Scream VI, la recensione
Proseguendo sulla strada del precedente Scream VI ne tradisce tutti i presupposti finendo per essere il più scialbo tra i sequel
La recensione di Scream VI, al cinema dal 9 marzo
A tenere la barra dritta ci pensa l’inizio, unica parte del film che sembra effettivamente uscita dalla saga che ha sempre funzionato rappresentando la cinefilia nella cornice del giallo. Il cinema di tensione è in Scream il motore del desiderio di uccidere imitando i film, cioè il proprio oggetto del desiderio. Questo nella storia della saga ha sempre svelato la stupidità del fandom, punendo invece che esaltando la cinefilia maniacale, e così faceva il precedente. Adesso a New York, una delle due città del cinema americane, cinefili contemporanei di ambito accademico sembrano i protagonisti (e non era male!) prima che il film si diriga invece altrove.
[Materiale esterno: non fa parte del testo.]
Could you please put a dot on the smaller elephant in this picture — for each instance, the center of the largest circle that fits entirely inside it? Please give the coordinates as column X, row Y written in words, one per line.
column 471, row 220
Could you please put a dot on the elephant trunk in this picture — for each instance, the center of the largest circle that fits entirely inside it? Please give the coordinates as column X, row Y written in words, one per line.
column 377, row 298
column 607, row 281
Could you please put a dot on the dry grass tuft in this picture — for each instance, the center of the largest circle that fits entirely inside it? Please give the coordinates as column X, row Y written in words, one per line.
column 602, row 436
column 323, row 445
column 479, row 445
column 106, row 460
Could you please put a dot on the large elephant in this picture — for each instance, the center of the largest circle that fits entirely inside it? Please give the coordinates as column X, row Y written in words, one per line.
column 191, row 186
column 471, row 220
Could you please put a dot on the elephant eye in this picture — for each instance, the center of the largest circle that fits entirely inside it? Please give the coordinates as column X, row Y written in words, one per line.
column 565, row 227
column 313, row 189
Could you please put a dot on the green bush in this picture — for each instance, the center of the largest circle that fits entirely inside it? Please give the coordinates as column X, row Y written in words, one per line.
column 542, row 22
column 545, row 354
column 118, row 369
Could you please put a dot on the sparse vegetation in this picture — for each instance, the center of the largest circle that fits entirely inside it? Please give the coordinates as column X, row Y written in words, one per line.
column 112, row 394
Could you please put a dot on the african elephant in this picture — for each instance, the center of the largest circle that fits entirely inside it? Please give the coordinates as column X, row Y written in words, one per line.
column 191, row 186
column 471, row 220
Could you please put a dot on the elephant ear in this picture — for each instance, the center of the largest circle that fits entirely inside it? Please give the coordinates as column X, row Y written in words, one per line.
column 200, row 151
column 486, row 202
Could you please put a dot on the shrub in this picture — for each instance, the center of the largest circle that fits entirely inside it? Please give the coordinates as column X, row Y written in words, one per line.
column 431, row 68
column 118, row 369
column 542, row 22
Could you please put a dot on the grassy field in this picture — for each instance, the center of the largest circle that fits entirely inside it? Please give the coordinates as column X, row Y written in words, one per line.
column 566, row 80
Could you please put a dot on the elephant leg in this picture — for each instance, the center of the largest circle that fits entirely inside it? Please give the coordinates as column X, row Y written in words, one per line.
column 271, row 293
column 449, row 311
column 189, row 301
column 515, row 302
Rimarrà poi un solo personaggio a tenere il cerino delle teorie di Scream e del metacinematografico, ma di fatto il film si regge su altro, sulle famiglie e le dinastie.
L’unico dettaglio realmente originale che emerge è una crescente tendenza al vigilantismo. Le protagoniste si fanno giustizia da sole dichiarando la propria insoddisfazione nei riguardi delle forze dell’ordine e il film stesso impiega una buona parte delle proprie energie gore nel massacro dei colpevoli. L’obiettivo è sempre la soddisfazione del pubblico e il dolore fisico provato da chi lo merita. In Scream c’è sempre stato molto sangue e i colpevoli sono sempre morti in modi soddisfacenti ma stavolta l’impressione è che ci sia una diversa forma di concentrazione sul cercare il dolore altrui, le mille coltellate e i punti del corpo in cui più fanno male, a beneficio di un’idea di giustizia riparativa che passa dagli stessi mezzi dei colpevoli.